The Testimonies of Ayutthaya are a group of historical documents derived from an original Mon chronicle compiled following the fall of Ayutthaya in 1767. While the original Mon copy has been lost, it has been translated into several versions in Burmese, Thai and English. The Burmese versions was published as Yodaya Yazawin (Chronicle of Ayutthaya). The Thai versions were published as Khamhaikan Khun Luang Ha Wat (Note: คำให้การขุนหลวงหาวัด) (Testimony of the King Who Entered a Wat, referring to King Uthumphon) and Khamhaikan Chao Krung Kao (Note: คำให้การชาวกรุงเก่า) (Testimony of the Inhabitants of the Old Capital).
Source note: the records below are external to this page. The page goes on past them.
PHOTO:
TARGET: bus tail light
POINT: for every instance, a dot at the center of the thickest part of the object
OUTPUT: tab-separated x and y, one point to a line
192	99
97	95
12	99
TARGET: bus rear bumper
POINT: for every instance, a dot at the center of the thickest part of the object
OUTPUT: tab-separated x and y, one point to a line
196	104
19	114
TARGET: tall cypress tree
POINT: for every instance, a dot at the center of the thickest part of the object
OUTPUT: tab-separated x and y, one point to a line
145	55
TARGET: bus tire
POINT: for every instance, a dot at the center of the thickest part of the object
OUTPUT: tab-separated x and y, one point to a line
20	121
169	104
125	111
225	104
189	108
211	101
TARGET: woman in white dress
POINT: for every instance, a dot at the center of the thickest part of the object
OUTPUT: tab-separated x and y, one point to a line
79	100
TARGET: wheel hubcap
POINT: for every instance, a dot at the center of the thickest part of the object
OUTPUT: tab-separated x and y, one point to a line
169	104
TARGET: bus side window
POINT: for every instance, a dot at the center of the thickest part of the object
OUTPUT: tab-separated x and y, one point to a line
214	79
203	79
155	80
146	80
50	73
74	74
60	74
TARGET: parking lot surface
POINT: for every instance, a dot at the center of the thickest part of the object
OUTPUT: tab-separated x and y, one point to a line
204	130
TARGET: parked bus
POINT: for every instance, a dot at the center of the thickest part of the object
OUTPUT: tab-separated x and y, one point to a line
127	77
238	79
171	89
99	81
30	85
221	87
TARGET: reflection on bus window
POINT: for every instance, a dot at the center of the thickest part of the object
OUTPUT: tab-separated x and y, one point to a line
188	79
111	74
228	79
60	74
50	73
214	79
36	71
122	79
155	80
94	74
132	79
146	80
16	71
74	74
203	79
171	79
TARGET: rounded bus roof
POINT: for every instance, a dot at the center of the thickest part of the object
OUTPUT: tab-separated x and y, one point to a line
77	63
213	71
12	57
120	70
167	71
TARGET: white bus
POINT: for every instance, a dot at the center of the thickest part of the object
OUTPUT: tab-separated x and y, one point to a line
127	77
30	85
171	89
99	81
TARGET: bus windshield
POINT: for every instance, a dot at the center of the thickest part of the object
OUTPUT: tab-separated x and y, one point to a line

A third document, Khamhaikan Khun Luang Wat Pradu Songtham (Note: คำให้การขุนหลวงวัดประดู่ทรงธรรม) (Testimony of the King from Wat Pradu Songtham) is similarly titled and often grouped together as part of the Testimonies, although it has different origins.

The original source of the documents is believed to be interviews of Siamese captives brought to Burma following the sack of Ayutthaya. Mon interviewers who knew the Thai language probably compiled the chronicle in Mon, and it was later translated into Burmese. There are several inconsistencies between the versions, indicating that parts had been lost and later material had been added. In their book A History of Ayutthaya, Chris Baker and Pasuk Phongpaichit regard the Testimonies' coverage from the late 17th century as "an oral history from the viewpoint of the Ayutthaya nobility".